Особая тема – это, конечно, язык историка. Пока историки не знали, что история – это наука, они думали, что она – вид словесного творчества, и старались писать не без изящества. Ни Геродота, ни Григория Турского, ни Гердера нельзя упрекнуть в невнимании к стилю. В XIX в. ценности меняются, история превращается в науку, и вот уже не конкретный автор, а она, великая и непогрешимая Наука, принимается со страниц исторических сочинений вещать обезличенные абсолютные истины. С этого времени «принятый» стиль высоконаучных исторических трудов начинает (за некоторыми счастливыми национальными исключениями) напоминать голоса дикторов советского радио. Поставленные на особый лад, они все звучали как-то очень похоже, без ярких индивидуальных отличий и с такими нездешними потусторонними интонациями, что сразу становилось ясно – к тебе обращается не какой-то живой человек, а само Государство. Присутствие сверхличностного начала – Науки – легко ощущается не только в отстраненном «мы», от чьего имени обычно ведется трудный рассказ, но и во всей суконной манере изложения, явно призванной скрыть то постыдное обстоятельство, что автор – живой человек, сотворенный вполне обычным, а не каким-нибудь чисто интеллигибельным способом. Широко распространенные недостатки порой начинают восприниматься в качестве нормы. Вот и у нас сложилось диковатое убеждение, что «серьезное» историческое произведение обязательно должно быть скучным, а нескучное произведение не может быть серьезным.

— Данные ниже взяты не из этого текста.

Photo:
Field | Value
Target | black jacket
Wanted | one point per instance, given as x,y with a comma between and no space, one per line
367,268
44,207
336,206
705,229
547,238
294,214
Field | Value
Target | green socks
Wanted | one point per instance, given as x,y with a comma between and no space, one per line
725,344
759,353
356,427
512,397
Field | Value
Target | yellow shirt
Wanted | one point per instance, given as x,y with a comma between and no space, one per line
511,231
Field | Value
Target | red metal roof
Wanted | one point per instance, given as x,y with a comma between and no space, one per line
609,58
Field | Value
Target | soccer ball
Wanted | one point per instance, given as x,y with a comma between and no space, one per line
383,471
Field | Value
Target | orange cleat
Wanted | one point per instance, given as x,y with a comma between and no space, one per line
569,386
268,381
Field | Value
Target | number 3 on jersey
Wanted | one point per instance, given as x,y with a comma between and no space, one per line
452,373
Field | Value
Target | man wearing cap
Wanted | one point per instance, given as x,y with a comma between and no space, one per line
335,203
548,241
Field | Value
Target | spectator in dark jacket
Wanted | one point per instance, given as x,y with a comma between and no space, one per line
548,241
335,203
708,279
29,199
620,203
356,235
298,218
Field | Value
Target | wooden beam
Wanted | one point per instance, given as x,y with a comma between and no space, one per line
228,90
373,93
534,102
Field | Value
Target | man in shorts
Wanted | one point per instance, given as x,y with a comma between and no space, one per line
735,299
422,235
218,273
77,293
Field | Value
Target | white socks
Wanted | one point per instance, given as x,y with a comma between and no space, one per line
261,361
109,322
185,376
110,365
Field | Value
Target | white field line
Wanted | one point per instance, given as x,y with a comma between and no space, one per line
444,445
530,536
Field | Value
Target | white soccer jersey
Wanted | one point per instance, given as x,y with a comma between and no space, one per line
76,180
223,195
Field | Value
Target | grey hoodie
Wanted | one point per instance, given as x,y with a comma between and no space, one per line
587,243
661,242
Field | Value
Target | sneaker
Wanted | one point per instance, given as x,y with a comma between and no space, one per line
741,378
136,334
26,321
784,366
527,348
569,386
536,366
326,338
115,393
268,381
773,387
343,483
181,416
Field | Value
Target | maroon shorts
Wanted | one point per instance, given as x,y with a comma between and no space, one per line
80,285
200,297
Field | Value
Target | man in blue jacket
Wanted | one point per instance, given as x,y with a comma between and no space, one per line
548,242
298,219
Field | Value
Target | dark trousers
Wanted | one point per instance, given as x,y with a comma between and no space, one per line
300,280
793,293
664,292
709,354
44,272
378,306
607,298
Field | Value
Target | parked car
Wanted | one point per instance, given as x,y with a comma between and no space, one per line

Историк может накопать в архивах горы никем не виданных документов, учесть самые экзотические публикации, не читавшиеся до него никем, кроме их авторов, написать с полным знанием дела десяток новаторских книжек, но если он имеет несчастье обладать сколько-нибудь изящным стилем и облекать свой рассказ, заботясь об интересах читателя, в более или менее приятную для усвоения форму, то всегда отыщется какой-нибудь нудный ханжа – блюститель примитивно толкуемой цеховой нравственности, который, не вникнув в суть дела, обвинит его, например, в чем-нибудь вроде увлечения «беллетристическим галопом».

Такой критик не замечает между тем, что нормальный человеческий язык отнюдь не уступает по выразительности «научному» жаргону, до пределов загрязненному столько же «учеными», сколько неудобопроизносимыми и, главное, неточными, по сути, «терминами». Историей отдельных понятий в духе Отто Бруннера и его последователей у нас, кажется, толком никто еще не занимался, а потому нет и понимания того, насколько неопределенны и размыты смыслы множества самых что ни на есть распространенных «научных терминов». Так, вроде бы еще не обращалось внимания, что даже столь важное прилагательное, как «феодальный», в самую что ни на есть ортодоксальную пору под пером самых что ни на есть ортодоксальных авторов то и дело употреблялось в совершенно не марксистском смысле. Почему российское боярство воплощало в себе «феодальную реакцию» по отношению к Ивану Грозному? Основатель опричнины рвался к прогрессивной капиталистической формации, а бояре его туда не пускали? Нет, правильное объяснение надо искать в книгах старых французских историков, еще ничего не слыхавших о марксизме.